Prof. Heri mengungkapkan, persaingan untuk memperoleh pendanaan penelitian melalui sistem BIMA pada 2026 sangat tinggi. Dari sekitar 110 ribu proposal yang masuk, hanya sekitar 18 ribu yang dapat memperoleh pendanaan.
Menurutnya, tingginya jumlah proposal menunjukkan bahwa minat dosen untuk melakukan penelitian semakin besar. Namun, keterbatasan anggaran membuat belum seluruh proposal yang dinilai baik dapat didanai.

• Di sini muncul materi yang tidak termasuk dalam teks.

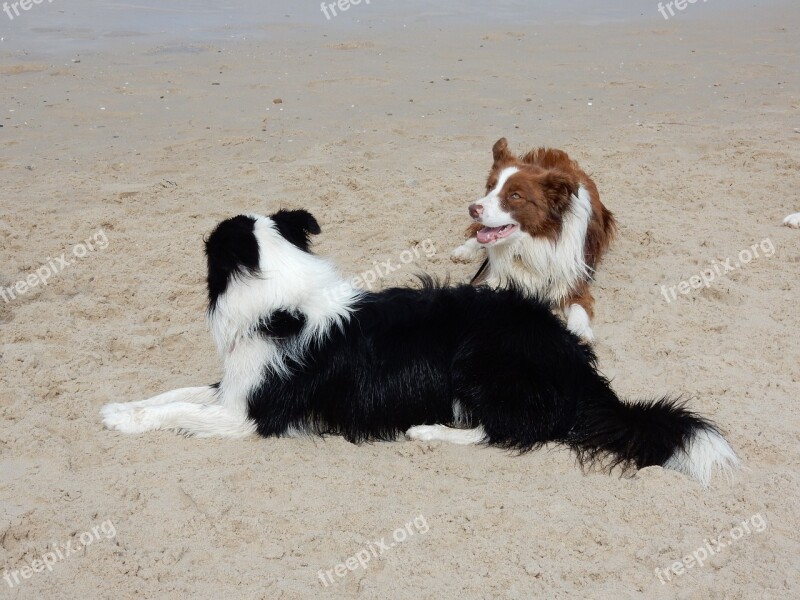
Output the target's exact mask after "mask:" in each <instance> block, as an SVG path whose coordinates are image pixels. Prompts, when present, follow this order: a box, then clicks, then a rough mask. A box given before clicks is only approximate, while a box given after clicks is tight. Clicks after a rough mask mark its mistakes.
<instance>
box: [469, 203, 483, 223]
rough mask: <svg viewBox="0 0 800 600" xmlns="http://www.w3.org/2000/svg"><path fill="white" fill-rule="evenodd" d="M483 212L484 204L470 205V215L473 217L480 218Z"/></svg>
mask: <svg viewBox="0 0 800 600" xmlns="http://www.w3.org/2000/svg"><path fill="white" fill-rule="evenodd" d="M482 214H483V206H481V205H480V204H470V205H469V216H470V217H472V218H473V219H477V218H480V216H481V215H482Z"/></svg>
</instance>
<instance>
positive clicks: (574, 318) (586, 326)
mask: <svg viewBox="0 0 800 600" xmlns="http://www.w3.org/2000/svg"><path fill="white" fill-rule="evenodd" d="M565 316H566V317H567V329H569V330H570V331H571V332H572V333H574V334H575V335H577V336H579V337H581V338H583V339H584V340H586V341H587V342H591V341H592V340H594V333H593V332H592V322H591V320H590V319H589V314H588V313H587V312H586V309H584V308H583V307H582V306H581V305H580V304H572V305H571V306H569V307H567V310H566V314H565Z"/></svg>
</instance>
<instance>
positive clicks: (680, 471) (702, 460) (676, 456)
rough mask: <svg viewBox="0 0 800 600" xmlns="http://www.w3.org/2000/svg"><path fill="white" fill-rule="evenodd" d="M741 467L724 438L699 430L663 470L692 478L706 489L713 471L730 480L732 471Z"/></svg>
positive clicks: (667, 461) (664, 467) (672, 458)
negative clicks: (722, 473) (697, 481)
mask: <svg viewBox="0 0 800 600" xmlns="http://www.w3.org/2000/svg"><path fill="white" fill-rule="evenodd" d="M740 466H741V462H740V461H739V458H738V457H737V456H736V453H735V452H734V451H733V449H732V448H731V447H730V445H729V444H728V442H726V441H725V438H724V437H722V436H721V435H720V434H719V433H717V432H716V431H714V430H711V429H699V430H697V431H696V432H694V434H693V435H692V437H691V438H690V439H689V441H688V442H687V443H686V445H685V447H684V448H680V449H678V450H677V451H676V452H675V454H673V455H672V456H671V457H670V458H669V460H668V461H667V462H666V463H664V468H666V469H673V470H675V471H679V472H681V473H683V474H684V475H688V476H689V477H694V478H695V479H697V481H699V482H700V483H701V484H702V485H703V487H708V484H709V482H710V481H711V476H712V475H713V473H714V471H722V472H723V473H724V474H725V476H726V477H727V478H728V479H730V478H731V475H732V472H733V470H734V469H738V468H739V467H740Z"/></svg>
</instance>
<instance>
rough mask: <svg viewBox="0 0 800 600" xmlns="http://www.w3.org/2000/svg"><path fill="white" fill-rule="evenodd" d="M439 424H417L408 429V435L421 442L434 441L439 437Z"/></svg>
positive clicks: (414, 439) (415, 439) (406, 436)
mask: <svg viewBox="0 0 800 600" xmlns="http://www.w3.org/2000/svg"><path fill="white" fill-rule="evenodd" d="M439 429H440V428H439V426H438V425H416V426H414V427H412V428H411V429H409V430H408V431H406V437H407V438H408V439H410V440H419V441H420V442H433V441H436V440H438V439H439V435H438V434H439Z"/></svg>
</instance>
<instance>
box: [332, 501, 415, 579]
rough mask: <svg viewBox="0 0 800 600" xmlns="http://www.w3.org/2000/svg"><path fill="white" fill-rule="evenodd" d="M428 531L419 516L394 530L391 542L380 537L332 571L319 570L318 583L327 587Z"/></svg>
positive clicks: (364, 547) (334, 568) (359, 551)
mask: <svg viewBox="0 0 800 600" xmlns="http://www.w3.org/2000/svg"><path fill="white" fill-rule="evenodd" d="M429 529H430V527H429V526H428V522H427V521H426V520H425V517H424V516H422V515H420V516H418V517H416V518H415V519H414V520H412V521H409V522H408V523H406V524H405V525H404V526H403V527H398V528H397V529H395V530H394V531H393V532H392V537H391V540H392V541H387V539H386V538H385V537H382V538H381V539H380V540H377V541H375V542H370V543H369V544H367V545H366V547H364V548H362V549H361V550H359V551H358V552H356V553H355V554H354V555H353V556H351V557H350V558H348V559H347V560H345V561H344V562H341V563H339V564H338V565H336V566H335V567H333V568H332V569H328V570H327V571H323V570H322V569H320V570H319V571H318V572H317V577H319V579H320V581H321V582H322V584H323V585H324V586H325V587H328V586H329V585H330V584H332V583H334V582H335V581H336V579H334V575H335V576H336V577H337V578H339V579H341V578H342V577H344V576H345V575H347V574H348V573H349V572H350V571H355V570H356V569H359V568H361V569H366V568H367V565H368V564H369V563H370V561H371V560H372V559H373V558H378V557H379V556H380V555H381V554H383V553H384V552H386V551H387V550H389V549H390V548H394V547H395V546H397V545H398V544H402V543H403V542H405V541H406V540H408V539H410V538H412V537H413V536H414V535H415V534H417V533H423V534H424V533H428V531H429Z"/></svg>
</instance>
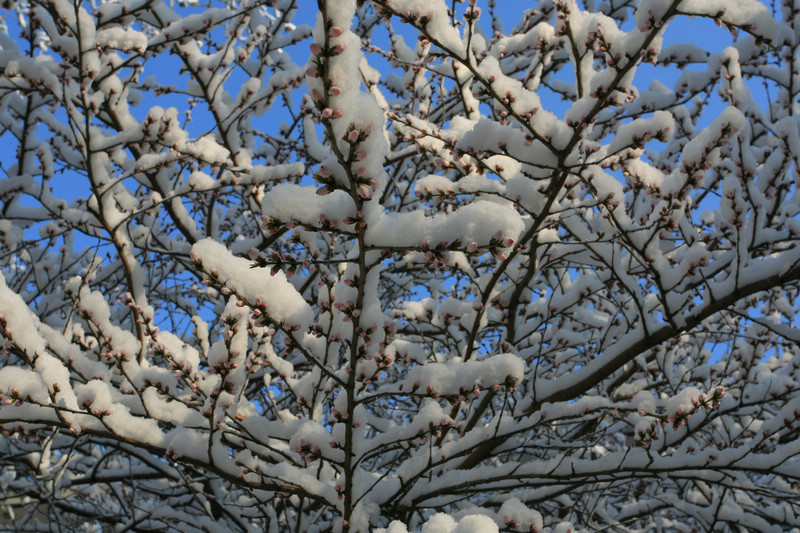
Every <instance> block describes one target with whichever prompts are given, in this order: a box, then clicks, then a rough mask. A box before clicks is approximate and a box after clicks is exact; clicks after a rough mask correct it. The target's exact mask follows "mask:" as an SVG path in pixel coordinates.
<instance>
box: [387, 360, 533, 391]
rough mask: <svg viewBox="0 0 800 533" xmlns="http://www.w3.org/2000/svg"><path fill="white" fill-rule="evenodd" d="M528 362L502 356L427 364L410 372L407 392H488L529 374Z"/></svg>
mask: <svg viewBox="0 0 800 533" xmlns="http://www.w3.org/2000/svg"><path fill="white" fill-rule="evenodd" d="M524 364H525V363H524V361H523V360H522V359H520V358H519V357H517V356H516V355H514V354H498V355H493V356H491V357H488V358H486V359H484V360H482V361H454V362H452V363H427V364H425V365H420V366H416V367H413V368H411V369H410V370H409V371H408V375H407V376H406V379H405V382H404V384H403V390H407V391H408V390H417V389H421V391H426V390H427V391H429V392H434V393H437V394H441V395H451V394H459V393H460V391H461V392H463V391H472V390H473V389H474V388H476V387H477V388H480V389H488V388H490V387H492V386H494V385H498V384H504V383H506V382H507V381H509V380H510V381H509V382H510V383H511V382H513V383H514V384H516V382H517V381H518V380H519V379H521V378H522V376H523V375H524V372H525V368H524Z"/></svg>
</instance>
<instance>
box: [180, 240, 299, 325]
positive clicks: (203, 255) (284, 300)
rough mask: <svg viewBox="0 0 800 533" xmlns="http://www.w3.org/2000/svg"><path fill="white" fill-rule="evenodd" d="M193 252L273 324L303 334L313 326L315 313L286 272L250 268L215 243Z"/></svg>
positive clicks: (200, 247)
mask: <svg viewBox="0 0 800 533" xmlns="http://www.w3.org/2000/svg"><path fill="white" fill-rule="evenodd" d="M192 252H193V253H194V254H196V256H197V258H198V259H199V260H200V262H201V264H202V268H203V271H204V272H206V273H207V274H209V275H212V277H216V278H218V279H219V280H220V281H221V282H222V283H224V285H225V286H226V287H228V288H229V289H231V290H232V291H233V292H235V293H236V295H237V296H239V297H241V298H243V299H244V300H245V301H246V302H247V303H248V304H249V305H251V306H258V307H263V308H264V309H265V312H266V314H267V315H268V316H269V317H270V318H271V319H272V320H274V321H276V322H278V323H285V324H287V325H289V326H291V327H292V328H295V327H296V328H299V329H300V330H301V331H304V330H305V329H307V328H308V326H309V325H310V323H311V320H312V318H313V311H312V310H311V308H310V307H309V305H308V304H307V303H306V301H305V300H304V299H303V297H302V296H301V295H300V294H299V293H298V292H297V289H295V288H294V286H293V285H292V284H291V283H290V282H289V281H288V280H287V279H286V275H285V274H284V273H283V272H276V273H275V275H270V274H269V273H268V272H267V271H265V270H262V269H255V270H254V269H252V268H250V265H251V262H250V261H248V260H247V259H243V258H240V257H234V256H233V254H231V253H230V252H229V251H228V249H227V248H225V246H224V245H223V244H221V243H218V242H216V241H214V240H213V239H203V240H202V241H199V242H197V243H195V244H194V246H192ZM213 273H216V276H213ZM259 302H260V303H259Z"/></svg>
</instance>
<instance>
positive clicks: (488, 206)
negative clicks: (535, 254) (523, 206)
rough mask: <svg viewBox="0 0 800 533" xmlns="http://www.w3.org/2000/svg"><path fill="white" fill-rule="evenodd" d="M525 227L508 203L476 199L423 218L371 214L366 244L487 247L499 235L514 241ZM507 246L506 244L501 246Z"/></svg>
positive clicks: (397, 213)
mask: <svg viewBox="0 0 800 533" xmlns="http://www.w3.org/2000/svg"><path fill="white" fill-rule="evenodd" d="M523 229H524V223H523V222H522V219H521V218H520V216H519V215H518V214H517V212H516V211H515V210H514V209H513V208H512V207H510V206H508V205H503V204H498V203H495V202H492V201H489V200H478V201H476V202H474V203H471V204H469V205H466V206H464V207H461V208H459V209H457V210H456V211H454V212H453V213H451V214H435V215H433V216H430V217H426V216H425V214H424V213H423V212H422V211H412V212H409V213H388V214H384V213H380V212H377V213H373V214H371V216H369V217H367V235H366V242H367V244H369V245H371V246H375V247H382V246H385V247H393V246H403V247H419V246H422V245H423V244H424V245H426V246H429V247H436V246H438V245H440V244H443V243H446V244H451V243H453V242H455V241H459V242H460V243H461V244H462V246H468V245H470V244H471V243H475V244H477V246H478V247H484V246H488V245H489V244H490V243H491V241H492V239H494V238H495V236H497V235H498V234H499V235H500V237H501V239H512V240H516V239H517V238H518V237H519V235H520V234H521V233H522V230H523ZM503 247H507V246H503Z"/></svg>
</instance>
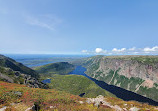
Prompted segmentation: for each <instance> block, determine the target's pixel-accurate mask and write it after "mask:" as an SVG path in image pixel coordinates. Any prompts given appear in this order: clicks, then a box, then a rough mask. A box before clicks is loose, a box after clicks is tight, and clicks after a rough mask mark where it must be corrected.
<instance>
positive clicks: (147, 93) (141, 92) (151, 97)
mask: <svg viewBox="0 0 158 111" xmlns="http://www.w3.org/2000/svg"><path fill="white" fill-rule="evenodd" d="M157 92H158V89H157V88H156V87H153V88H147V87H143V86H141V87H140V88H139V90H138V91H137V93H139V94H141V95H144V96H146V97H150V98H152V99H153V100H155V101H158V99H157V98H158V93H157Z"/></svg>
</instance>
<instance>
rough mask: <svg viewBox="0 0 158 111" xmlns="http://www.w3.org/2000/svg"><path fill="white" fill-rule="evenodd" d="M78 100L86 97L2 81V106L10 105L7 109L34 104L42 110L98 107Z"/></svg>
mask: <svg viewBox="0 0 158 111" xmlns="http://www.w3.org/2000/svg"><path fill="white" fill-rule="evenodd" d="M78 101H85V99H84V98H80V97H79V96H75V95H71V94H68V93H65V92H61V91H56V90H54V89H47V90H46V89H39V88H29V87H26V86H24V85H19V84H14V83H6V82H2V81H0V108H2V107H3V106H9V107H8V110H7V111H25V110H26V109H27V108H29V107H32V106H33V105H34V104H36V105H38V106H39V107H40V111H52V110H53V111H64V110H68V111H77V110H88V111H94V110H96V109H97V107H95V106H93V105H92V104H91V105H90V104H86V103H84V104H80V103H79V102H78ZM13 103H14V104H13ZM11 104H13V105H11ZM50 106H53V107H52V108H51V107H50Z"/></svg>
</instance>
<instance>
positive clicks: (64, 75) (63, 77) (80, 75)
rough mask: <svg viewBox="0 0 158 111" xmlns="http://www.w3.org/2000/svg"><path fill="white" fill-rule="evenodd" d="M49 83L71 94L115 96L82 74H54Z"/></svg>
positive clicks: (90, 95) (57, 89)
mask: <svg viewBox="0 0 158 111" xmlns="http://www.w3.org/2000/svg"><path fill="white" fill-rule="evenodd" d="M48 85H49V87H50V88H52V89H57V90H60V91H65V92H68V93H70V94H75V95H80V94H82V93H85V95H84V96H83V97H96V96H98V95H103V96H110V97H112V96H114V95H113V94H111V93H110V92H108V91H106V90H104V89H102V88H100V87H99V86H97V85H96V84H95V83H94V82H93V81H91V80H89V79H88V78H86V77H84V76H81V75H53V77H52V78H51V83H49V84H48Z"/></svg>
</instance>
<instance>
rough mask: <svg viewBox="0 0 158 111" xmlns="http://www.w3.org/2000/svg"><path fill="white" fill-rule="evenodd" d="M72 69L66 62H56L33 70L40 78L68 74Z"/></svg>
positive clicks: (72, 65)
mask: <svg viewBox="0 0 158 111" xmlns="http://www.w3.org/2000/svg"><path fill="white" fill-rule="evenodd" d="M74 68H75V66H74V65H72V64H70V63H68V62H56V63H50V64H46V65H43V66H38V67H35V68H34V70H35V71H37V72H38V73H39V74H40V75H42V76H53V74H61V75H65V74H68V73H69V72H71V71H72V70H73V69H74Z"/></svg>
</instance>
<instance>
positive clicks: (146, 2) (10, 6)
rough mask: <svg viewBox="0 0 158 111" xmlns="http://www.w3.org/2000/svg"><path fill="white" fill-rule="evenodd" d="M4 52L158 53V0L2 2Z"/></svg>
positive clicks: (1, 43) (31, 1) (70, 53)
mask: <svg viewBox="0 0 158 111" xmlns="http://www.w3.org/2000/svg"><path fill="white" fill-rule="evenodd" d="M0 53H21V54H106V55H111V54H112V55H113V54H158V1H157V0H0Z"/></svg>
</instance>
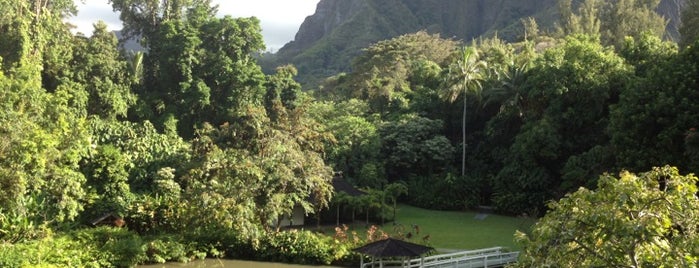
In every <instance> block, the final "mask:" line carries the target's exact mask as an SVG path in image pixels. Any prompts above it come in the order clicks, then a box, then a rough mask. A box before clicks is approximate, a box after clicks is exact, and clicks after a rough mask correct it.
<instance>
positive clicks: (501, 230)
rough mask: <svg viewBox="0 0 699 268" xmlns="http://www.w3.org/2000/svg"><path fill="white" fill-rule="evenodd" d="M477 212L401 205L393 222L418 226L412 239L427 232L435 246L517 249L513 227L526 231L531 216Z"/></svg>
mask: <svg viewBox="0 0 699 268" xmlns="http://www.w3.org/2000/svg"><path fill="white" fill-rule="evenodd" d="M477 214H478V213H477V212H458V211H437V210H427V209H421V208H416V207H412V206H407V205H400V206H399V207H398V213H397V216H396V223H398V224H402V225H403V226H404V228H405V230H406V231H405V232H407V231H410V230H411V226H412V225H413V224H417V225H418V226H419V228H420V234H419V235H415V234H414V231H413V238H412V239H411V240H412V241H414V242H418V243H421V242H422V237H424V236H425V235H428V234H429V235H430V239H429V245H430V246H432V247H434V248H437V249H478V248H487V247H495V246H502V247H507V248H509V249H511V250H519V249H520V248H519V246H518V245H516V244H515V243H514V240H513V238H514V233H515V230H518V229H519V230H521V231H528V230H529V228H530V227H531V225H532V224H534V222H535V221H534V220H533V219H528V218H517V217H506V216H500V215H494V214H489V215H488V216H487V217H486V218H485V219H483V220H479V219H476V215H477ZM393 226H394V224H393V223H387V224H386V225H385V226H383V228H382V229H383V230H385V231H386V232H389V233H391V232H393V229H396V228H394V227H393Z"/></svg>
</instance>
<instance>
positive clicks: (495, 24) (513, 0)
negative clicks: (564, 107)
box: [261, 0, 684, 86]
mask: <svg viewBox="0 0 699 268" xmlns="http://www.w3.org/2000/svg"><path fill="white" fill-rule="evenodd" d="M683 2H684V0H663V2H662V4H661V6H660V7H659V12H661V13H663V14H666V18H668V21H669V23H670V25H669V26H668V29H669V32H671V33H676V27H677V24H678V23H679V22H678V20H677V15H676V14H678V12H677V10H679V6H680V5H681V4H682V3H683ZM556 3H557V1H556V0H321V1H320V3H318V6H317V9H316V12H315V14H313V15H312V16H309V17H307V18H306V20H305V21H304V22H303V24H302V25H301V27H300V29H299V31H298V32H297V34H296V37H295V40H294V41H292V42H289V43H288V44H286V45H285V46H284V47H283V48H281V49H280V50H279V51H278V52H277V53H276V54H275V55H272V56H269V57H265V58H264V59H262V60H261V64H262V65H263V66H264V67H266V69H268V70H269V69H271V67H274V66H279V65H283V64H289V63H290V64H294V65H295V66H296V67H297V68H298V70H299V79H300V80H301V82H303V83H304V84H306V85H311V86H312V85H315V84H317V83H318V82H319V81H321V80H322V79H324V78H326V77H328V76H331V75H334V74H337V73H339V72H344V71H348V68H349V66H350V61H351V60H352V59H353V58H354V57H355V56H356V55H357V54H358V53H360V52H361V49H362V48H365V47H367V46H368V45H370V44H372V43H375V42H378V41H380V40H386V39H390V38H393V37H396V36H399V35H402V34H406V33H413V32H417V31H420V30H427V31H428V32H430V33H440V34H441V35H442V37H447V38H454V39H458V40H471V39H473V38H477V37H479V36H483V35H491V36H492V35H495V34H497V35H498V37H500V38H502V39H505V40H515V39H517V38H519V37H520V36H521V32H522V29H521V28H522V27H521V24H520V20H521V19H522V18H526V17H535V18H536V19H537V22H538V23H539V26H540V27H541V28H542V29H547V28H551V27H552V26H553V23H554V21H556V20H557V18H558V15H557V11H556Z"/></svg>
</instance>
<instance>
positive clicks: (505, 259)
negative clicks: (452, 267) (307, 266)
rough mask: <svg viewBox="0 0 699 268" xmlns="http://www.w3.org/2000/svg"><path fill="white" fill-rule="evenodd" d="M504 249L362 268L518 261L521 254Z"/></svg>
mask: <svg viewBox="0 0 699 268" xmlns="http://www.w3.org/2000/svg"><path fill="white" fill-rule="evenodd" d="M502 250H503V248H502V247H494V248H485V249H478V250H469V251H461V252H455V253H448V254H440V255H434V256H429V257H424V258H415V259H410V260H407V259H406V260H382V261H374V262H368V263H364V264H363V265H361V267H360V268H368V267H386V268H388V267H405V268H441V267H445V268H446V267H454V268H466V267H468V268H480V267H497V266H503V265H505V264H508V263H513V262H516V261H517V258H518V257H519V252H502Z"/></svg>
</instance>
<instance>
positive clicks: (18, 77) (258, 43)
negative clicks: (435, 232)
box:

“Kita melihat minat Bapak dan Ibu dosen sudah luar biasa. Di sisi lain, pendanaan yang tersedia belum mampu meng-cover semuanya. Karena itu, kami di kementerian terus berupaya agar pendanaan penelitian dapat meningkat,” tuturnya.
Ia mengatakan, kementerian juga terus menyiapkan skema baru untuk memperluas peluang dosen memperoleh pendanaan penelitian. Pembukaan proposal hibah penelitian untuk tahun 2027 direncanakan mulai akhir November.
Prof. Heri berpesan agar workshop tidak berhenti pada kegiatan pelatihan, tetapi menghasilkan proposal yang benar-benar siap disempurnakan dan diajukan. Ia berharap peserta dapat memiliki “tabungan proposal” yang dapat dikembangkan dan disubmit pada skema hibah yang sesuai.
“Semoga kegiatan ini menjadi milestone yang baik bagi Bapak dan Ibu. Pulang dari sini bukan hanya membawa materi, tetapi memiliki tabungan proposal yang siap submit dan mudah-mudahan bisa lolos dengan kualitas terbaik,” harapnya.
Selain penguatan kemampuan teknis penulisan proposal, Prof. Heri juga mengingatkan pentingnya aspek etika penelitian untuk turut menjadi perhatian dalam pendampingan dan penyusunan proposal.
Workshop ini diharapkan menjadi ruang bagi dosen muda dan dosen vokasi di Gorontalo untuk memahami strategi penyusunan proposal hibah yang kompetitif, sekaligus memperbesar peluang penelitian perguruan tinggi di daerah untuk memperoleh pendanaan pada tingkat nasional.